И глубоко плевать на церемонии и приличия, даже под суровым оком дядюшки Софоса, непонятно каким ветром занесенного в этот же тесный коридор.
Горан поднял руки в понятном всем жесте: затихаем и убираемся, мы здесь лишние. Он бочком миновал влюбленных, сцепившихся в объятиях. Теи, стараясь не шуметь, ссыпались вниз, в общий зал, где, к счастью, имелось вдосталь вина, чтобы порадоваться за успех прекрасной пары.
– Так это вы учили Алексайона? – тей Софос предпочел легкое пиво, щедро украсив пышную поросль на лице белой пеной.
– Не доучил, – признался Горан.
– Я и вижу. Минут пять продержался, потом попытался поймать меня на дурацкий финт. Мальчишка еще, – бретер снова хлебнул пива и хохотнул. – Милосердие обошлось мне в двадцать золотых... Да что я говорю – в сорок! Герцог же обещал удвоить. А так ни гроша ломаного не дал.
– Вам возместить? – поддержал веселье Марк. – Как вернусь в столицу...
– Не надо, – отмахнулся Софос. – Вечная судьба быть на бобах. За гнусные дела денег не беру, потому что на такое и не подписываюсь. За благородные поступки тоже не беру, благородство само по себе ценно. А каждодневным трудом не слишком разбогатеешь.

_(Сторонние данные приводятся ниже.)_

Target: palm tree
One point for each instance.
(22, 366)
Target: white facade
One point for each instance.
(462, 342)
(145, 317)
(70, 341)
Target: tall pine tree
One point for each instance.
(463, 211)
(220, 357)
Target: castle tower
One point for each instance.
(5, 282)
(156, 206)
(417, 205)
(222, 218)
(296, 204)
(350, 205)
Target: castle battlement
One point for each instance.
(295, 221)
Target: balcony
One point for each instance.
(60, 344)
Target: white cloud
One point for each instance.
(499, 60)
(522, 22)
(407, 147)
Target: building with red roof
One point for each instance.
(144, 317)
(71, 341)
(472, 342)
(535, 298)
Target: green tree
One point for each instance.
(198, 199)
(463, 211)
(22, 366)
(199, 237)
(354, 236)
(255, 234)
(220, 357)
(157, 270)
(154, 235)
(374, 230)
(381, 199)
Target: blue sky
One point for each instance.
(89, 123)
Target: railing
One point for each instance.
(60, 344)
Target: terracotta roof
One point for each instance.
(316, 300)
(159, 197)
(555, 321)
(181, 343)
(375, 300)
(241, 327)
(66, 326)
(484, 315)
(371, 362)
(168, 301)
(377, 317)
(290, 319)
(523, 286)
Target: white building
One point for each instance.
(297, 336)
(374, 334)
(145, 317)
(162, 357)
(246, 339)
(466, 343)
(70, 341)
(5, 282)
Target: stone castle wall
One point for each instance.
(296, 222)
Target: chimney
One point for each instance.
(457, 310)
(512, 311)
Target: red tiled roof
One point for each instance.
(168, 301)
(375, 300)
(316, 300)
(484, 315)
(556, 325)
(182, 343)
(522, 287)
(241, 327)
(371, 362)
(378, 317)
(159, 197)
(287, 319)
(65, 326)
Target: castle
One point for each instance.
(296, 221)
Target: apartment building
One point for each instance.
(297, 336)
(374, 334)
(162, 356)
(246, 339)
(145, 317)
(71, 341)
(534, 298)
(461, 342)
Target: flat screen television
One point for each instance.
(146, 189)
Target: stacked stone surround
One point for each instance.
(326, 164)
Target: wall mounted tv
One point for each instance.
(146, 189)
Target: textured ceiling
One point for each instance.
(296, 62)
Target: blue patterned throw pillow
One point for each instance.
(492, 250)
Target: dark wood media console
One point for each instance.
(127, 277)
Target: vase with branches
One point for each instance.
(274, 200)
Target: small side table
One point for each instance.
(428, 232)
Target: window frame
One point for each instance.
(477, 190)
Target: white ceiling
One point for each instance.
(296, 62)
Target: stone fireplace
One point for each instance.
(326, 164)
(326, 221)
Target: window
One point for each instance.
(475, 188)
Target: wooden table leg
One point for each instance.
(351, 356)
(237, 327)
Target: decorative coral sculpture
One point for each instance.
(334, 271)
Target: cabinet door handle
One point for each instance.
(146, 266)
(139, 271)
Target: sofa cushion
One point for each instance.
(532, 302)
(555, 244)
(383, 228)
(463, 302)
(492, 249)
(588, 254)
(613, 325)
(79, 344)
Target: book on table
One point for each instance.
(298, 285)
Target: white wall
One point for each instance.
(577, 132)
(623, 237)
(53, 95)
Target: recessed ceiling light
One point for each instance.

– Как же подрядились нашего Алекса порешить? – поинтересовался Терон.
– Не знал я... Ни с кем драться придется, ни про его отношения с племянницей. Клянусь честью. У меня контракт с герцогом, но не вассалитет. В любой момент могу его разорвать, да и он тоже. Видно, князь крепко ему насолил. Аж кипел мой наниматель, желал труп увидеть.
Кстати, тей Лукан был единственным за столом, носящим простой черный цвет. Особая гордость в нежелании продавать свободу кому-либо.
Такой подход Софос объяснил просто: ни Ванджелисы, ни императоры из династии Эдранов не казались ему достойным выбором для присяги в пожизненной верности. Поэтому он продает свое умение пользоваться шпагой и револьвером, но никогда – свободу. Наш мир слишком далек от черно-белого, понятия добра и зла переменчивы, крайне сложно навсегда занять одну сторону, чтобы остаться исключительно с добродетельными синьорами.
Пока внизу разгорался творческий спор об относительности моральных критериев, Иана и Алекс не сказали друг другу ни слова. Они сидели на кровати в ее номере, тесно прижавшись, то сливаясь в поцелуе, то сплетаясь в жарких объятиях, то замирая и боясь спугнуть мимолетное ощущение счастья, накрывшее их с головой.
Но как бы ни полыхала страсть, а в доступной близости не манило ложе любви, они не перешли грань целомудренного общения. Алекс, возможно, был бы не против... Но Иана не рискнула. Опять приличия, девичья тейская честь, ее полагается хранить до первой брачной ночи. В общем, обычные условности, в которых вряд ли Иану можно с суровостью упрекнуть.